The Storytellers of Las Cruces have been spinning yarns for 85 years, making the group the community's oldest continuously active nonprofit. But that's only part of the story.

by Karen Ray



Want to hear a good story? Throughout history, storytellers have been valued members of society, passing on creation stories, cautionary tales and life lessons as well as entertaining with stories of love, terror and humor. Travelers would often circulate stories of far-off people and places. According to the website Storytellingday.net, "The oldest surviving tale… is the epic, 'Gilgamesh,' relating to the deeds of a famous Sumerian king. The earliest known record of the origin of storytelling can be found in Egypt, when the sons of Cheops entertained their father with stories."

Pat Gill, president of the Las Cruces Storytellers League since 1971.
(Photo by Jean Gilbert)

In Las Cruces, the origins of formal storytelling are a bit more recent. But still, Storytellers of Las Cruces was started by Jennie Curry (1892-1992) in 1927 — making it the community's oldest continuously active nonprofit group. An annual Jennie Curry Storyfest is held here every February. This year, in honor of the New Mexico State Centennial, a proclamation signed by Mayor Ken Miyagishima was presented at city hall to members of the Curry family and the Storytellers of Las Cruces. The proclamation honored the founding of the Storytellers group and her fostering of "an appreciation for our cultural heritage." This summer, Las Cruces hosted the 2012 National Storytellers League Convention, with a theme of "The Great Southwest."

Next month, Las Cruces storytellers will join other storytellers around the world in the 16th annual "Tellabration," just before Thanksgiving. The international storytelling festival was conceived by the National Storytelling Network (NSN), based in Tennessee.

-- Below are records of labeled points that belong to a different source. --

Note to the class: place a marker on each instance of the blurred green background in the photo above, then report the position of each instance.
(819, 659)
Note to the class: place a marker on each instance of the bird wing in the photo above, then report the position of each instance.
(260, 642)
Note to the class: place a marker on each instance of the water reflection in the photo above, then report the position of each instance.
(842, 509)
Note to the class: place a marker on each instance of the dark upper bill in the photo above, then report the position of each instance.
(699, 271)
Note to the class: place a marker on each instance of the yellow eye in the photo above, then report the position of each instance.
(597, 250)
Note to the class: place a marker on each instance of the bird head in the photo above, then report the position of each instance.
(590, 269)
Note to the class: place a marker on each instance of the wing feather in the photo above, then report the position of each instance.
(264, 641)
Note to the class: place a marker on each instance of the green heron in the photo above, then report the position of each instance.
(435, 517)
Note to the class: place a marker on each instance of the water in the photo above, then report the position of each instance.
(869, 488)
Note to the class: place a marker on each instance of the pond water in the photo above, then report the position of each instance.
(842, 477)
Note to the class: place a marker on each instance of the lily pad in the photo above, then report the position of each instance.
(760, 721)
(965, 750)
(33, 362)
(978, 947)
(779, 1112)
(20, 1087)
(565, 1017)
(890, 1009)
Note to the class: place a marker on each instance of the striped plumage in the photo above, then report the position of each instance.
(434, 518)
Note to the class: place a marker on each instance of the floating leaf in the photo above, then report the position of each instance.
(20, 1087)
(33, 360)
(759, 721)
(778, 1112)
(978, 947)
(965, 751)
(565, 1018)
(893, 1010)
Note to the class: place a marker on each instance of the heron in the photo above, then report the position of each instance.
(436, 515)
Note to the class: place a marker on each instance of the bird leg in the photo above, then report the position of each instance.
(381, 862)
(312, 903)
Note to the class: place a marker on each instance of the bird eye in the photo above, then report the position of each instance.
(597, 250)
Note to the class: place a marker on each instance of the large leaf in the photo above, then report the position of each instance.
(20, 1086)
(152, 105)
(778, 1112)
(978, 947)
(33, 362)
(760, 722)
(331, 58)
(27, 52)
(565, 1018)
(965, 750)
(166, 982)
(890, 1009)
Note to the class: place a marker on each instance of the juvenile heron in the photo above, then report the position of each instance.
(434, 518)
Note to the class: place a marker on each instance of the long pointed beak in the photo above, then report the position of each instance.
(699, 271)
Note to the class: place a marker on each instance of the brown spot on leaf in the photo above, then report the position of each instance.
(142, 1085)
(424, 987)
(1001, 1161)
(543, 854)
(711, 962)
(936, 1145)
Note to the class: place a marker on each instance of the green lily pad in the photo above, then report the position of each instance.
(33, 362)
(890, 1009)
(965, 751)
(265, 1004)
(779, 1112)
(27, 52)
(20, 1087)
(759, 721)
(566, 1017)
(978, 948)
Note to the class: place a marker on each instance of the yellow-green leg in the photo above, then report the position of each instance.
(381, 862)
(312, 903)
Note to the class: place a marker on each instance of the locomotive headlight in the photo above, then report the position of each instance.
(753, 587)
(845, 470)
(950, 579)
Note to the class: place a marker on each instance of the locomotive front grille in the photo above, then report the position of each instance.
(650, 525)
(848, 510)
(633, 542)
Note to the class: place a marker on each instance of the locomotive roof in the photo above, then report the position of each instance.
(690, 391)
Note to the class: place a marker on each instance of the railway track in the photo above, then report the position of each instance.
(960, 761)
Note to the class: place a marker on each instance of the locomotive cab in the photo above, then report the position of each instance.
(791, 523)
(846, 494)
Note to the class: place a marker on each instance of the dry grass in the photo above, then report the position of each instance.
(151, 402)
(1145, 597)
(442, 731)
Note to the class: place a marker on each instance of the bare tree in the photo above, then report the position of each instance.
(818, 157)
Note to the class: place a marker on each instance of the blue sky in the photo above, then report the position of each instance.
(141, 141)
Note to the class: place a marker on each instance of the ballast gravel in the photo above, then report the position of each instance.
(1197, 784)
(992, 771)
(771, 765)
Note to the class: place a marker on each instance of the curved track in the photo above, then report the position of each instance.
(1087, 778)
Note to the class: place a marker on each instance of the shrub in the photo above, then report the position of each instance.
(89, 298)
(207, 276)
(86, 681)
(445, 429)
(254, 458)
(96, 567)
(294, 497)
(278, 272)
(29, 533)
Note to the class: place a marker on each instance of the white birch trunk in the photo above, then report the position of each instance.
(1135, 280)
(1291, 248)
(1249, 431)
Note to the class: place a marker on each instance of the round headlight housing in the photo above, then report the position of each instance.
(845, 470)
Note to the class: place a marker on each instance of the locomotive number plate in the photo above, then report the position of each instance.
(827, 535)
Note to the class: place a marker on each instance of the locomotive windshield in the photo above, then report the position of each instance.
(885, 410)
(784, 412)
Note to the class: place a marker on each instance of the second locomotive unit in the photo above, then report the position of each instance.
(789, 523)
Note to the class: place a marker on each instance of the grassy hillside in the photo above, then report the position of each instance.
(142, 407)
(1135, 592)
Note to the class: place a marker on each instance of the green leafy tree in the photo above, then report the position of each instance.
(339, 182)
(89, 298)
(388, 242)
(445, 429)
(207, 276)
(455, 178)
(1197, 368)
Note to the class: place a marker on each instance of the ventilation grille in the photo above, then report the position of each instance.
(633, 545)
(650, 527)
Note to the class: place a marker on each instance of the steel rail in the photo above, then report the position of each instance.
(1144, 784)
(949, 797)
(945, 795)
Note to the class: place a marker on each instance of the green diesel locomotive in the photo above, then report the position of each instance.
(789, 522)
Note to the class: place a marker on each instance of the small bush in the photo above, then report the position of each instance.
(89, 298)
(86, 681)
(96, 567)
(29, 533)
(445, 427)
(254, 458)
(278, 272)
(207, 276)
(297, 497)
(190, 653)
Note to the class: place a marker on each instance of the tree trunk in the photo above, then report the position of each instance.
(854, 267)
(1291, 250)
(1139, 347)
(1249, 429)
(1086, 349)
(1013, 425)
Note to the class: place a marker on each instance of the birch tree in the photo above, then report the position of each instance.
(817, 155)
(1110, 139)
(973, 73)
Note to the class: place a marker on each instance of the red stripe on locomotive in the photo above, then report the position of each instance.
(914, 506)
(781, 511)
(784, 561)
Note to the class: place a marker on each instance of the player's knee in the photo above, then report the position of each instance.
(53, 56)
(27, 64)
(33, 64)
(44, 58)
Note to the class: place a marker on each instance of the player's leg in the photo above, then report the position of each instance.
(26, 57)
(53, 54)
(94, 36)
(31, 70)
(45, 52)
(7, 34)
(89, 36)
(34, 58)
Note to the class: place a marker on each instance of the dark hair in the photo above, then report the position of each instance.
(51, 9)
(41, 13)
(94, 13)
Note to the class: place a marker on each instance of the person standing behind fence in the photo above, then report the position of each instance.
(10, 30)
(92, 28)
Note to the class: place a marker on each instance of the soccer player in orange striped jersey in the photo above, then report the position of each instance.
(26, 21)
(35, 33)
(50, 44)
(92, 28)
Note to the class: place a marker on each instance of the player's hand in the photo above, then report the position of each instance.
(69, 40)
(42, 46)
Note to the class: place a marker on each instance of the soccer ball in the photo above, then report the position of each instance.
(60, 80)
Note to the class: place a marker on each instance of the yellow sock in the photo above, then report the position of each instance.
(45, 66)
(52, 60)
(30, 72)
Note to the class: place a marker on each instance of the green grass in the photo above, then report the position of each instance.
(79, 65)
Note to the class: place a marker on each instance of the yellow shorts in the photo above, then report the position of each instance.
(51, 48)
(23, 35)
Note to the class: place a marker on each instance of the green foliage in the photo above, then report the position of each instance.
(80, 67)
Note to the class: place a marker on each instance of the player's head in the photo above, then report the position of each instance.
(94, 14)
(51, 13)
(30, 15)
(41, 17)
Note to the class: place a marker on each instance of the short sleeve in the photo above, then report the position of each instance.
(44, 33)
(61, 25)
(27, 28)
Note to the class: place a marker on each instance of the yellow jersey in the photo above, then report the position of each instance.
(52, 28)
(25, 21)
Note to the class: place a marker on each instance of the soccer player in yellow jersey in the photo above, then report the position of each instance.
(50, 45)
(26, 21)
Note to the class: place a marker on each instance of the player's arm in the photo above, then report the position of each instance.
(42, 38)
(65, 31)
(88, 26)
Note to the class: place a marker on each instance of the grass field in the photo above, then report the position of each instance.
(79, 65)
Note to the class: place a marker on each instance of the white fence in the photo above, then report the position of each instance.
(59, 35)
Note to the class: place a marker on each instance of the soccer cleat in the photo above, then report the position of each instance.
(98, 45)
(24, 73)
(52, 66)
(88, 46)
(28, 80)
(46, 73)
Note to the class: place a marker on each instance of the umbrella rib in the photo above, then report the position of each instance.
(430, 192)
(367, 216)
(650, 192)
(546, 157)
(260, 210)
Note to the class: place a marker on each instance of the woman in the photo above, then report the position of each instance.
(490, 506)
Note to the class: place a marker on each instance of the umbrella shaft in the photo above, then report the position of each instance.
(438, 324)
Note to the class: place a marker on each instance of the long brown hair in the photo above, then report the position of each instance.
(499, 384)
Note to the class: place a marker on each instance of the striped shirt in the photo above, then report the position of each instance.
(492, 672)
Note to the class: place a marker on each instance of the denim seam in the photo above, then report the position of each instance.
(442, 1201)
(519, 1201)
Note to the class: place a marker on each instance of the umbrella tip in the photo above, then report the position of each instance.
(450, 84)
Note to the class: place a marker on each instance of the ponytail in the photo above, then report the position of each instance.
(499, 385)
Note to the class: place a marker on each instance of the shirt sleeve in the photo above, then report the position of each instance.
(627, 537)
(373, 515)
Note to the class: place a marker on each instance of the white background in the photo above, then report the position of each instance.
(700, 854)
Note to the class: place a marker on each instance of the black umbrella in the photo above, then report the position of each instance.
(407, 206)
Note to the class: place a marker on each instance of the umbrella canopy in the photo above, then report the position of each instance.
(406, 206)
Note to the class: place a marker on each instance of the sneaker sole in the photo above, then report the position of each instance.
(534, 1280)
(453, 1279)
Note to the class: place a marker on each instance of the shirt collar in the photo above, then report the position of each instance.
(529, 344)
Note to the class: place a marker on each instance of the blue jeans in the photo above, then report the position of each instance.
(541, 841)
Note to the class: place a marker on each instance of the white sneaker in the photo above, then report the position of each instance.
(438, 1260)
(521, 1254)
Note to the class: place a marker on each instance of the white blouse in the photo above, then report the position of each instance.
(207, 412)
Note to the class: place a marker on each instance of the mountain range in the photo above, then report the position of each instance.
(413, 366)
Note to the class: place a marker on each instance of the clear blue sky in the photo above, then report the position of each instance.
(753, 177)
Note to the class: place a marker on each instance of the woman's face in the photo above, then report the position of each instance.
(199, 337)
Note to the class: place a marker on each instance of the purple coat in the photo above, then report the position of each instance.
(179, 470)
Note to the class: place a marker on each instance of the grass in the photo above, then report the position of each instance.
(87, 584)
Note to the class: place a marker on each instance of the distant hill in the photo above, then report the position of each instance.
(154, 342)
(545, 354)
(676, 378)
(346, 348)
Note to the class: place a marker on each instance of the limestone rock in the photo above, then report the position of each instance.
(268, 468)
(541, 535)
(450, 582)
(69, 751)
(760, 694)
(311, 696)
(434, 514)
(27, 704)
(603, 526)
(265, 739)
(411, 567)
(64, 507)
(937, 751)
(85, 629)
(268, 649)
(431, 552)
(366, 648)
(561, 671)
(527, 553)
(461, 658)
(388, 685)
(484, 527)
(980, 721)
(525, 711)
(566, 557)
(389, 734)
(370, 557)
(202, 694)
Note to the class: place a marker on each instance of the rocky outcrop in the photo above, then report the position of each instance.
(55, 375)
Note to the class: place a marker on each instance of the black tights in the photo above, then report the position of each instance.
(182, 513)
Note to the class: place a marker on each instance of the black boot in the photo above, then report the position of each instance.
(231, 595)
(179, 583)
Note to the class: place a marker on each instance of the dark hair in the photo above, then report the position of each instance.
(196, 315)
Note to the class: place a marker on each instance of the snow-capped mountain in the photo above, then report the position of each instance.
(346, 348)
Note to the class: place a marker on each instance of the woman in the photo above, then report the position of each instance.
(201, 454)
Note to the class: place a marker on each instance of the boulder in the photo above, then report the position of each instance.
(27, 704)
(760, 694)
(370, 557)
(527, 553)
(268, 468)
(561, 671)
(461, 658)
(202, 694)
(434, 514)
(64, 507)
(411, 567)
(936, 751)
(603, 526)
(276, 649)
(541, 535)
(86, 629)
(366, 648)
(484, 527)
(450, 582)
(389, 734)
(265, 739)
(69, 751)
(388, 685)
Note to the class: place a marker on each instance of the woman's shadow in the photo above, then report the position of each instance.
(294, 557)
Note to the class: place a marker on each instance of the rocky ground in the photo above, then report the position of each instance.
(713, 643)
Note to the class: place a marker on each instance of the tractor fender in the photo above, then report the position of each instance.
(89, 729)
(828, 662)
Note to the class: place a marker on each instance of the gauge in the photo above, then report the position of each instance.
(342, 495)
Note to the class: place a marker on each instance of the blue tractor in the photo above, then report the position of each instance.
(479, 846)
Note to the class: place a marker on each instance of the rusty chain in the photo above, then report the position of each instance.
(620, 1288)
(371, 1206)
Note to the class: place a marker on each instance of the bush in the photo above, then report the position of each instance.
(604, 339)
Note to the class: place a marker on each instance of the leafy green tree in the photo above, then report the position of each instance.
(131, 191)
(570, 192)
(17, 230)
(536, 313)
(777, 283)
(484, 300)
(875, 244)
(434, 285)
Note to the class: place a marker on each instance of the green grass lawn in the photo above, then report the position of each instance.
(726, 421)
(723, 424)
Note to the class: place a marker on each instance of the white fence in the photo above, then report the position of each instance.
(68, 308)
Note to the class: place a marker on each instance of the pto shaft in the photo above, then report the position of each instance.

The conference in July was sponsored by another, complementary group, the National Storytellers League (NSL), which boasts 400 members. About 30 storytellers from seven different states attended. The NSL, whose motto is "Service Through Storytelling," aims to bring both traditional and original stories to people of all ages.

The league began in 1903 through the efforts of Dr. Richard Wyche of Tennessee. It is the oldest national storytelling organization, according to president Carol Satz, who says, "Story is at the heart of the whole human experience."

Gwendolyn Jones, founder of the Garden State Storytellers League in New Jersey, agrees: "Technology is great, but there is nothing quite like the eternal triangle of storyteller, story and listener." That being said, one of the league's goals is to make the art of storytelling relevant to a technologically savvy younger generation.

Members of story leagues here and across the country tell stories at a variety of places, including schools, museums, bookstores, churches and civic groups. The NSL's aim, says Satz, is "to spread all that is good in literature and life through storytelling."

The oral tradition of storytelling can take many different forms, from folk and classical literature to personal storytelling. An unabashed goal of the storytellers is to keep the art of storytelling alive. Many believe storytelling should be considered a fine art, noting that there have been major storytelling performances at the Kennedy Center and the Lincoln Center. Since 1983 the NSL has been actively petitioning the Citizens Stamp Advisory Committee to issue a stamp honoring the art of storytelling.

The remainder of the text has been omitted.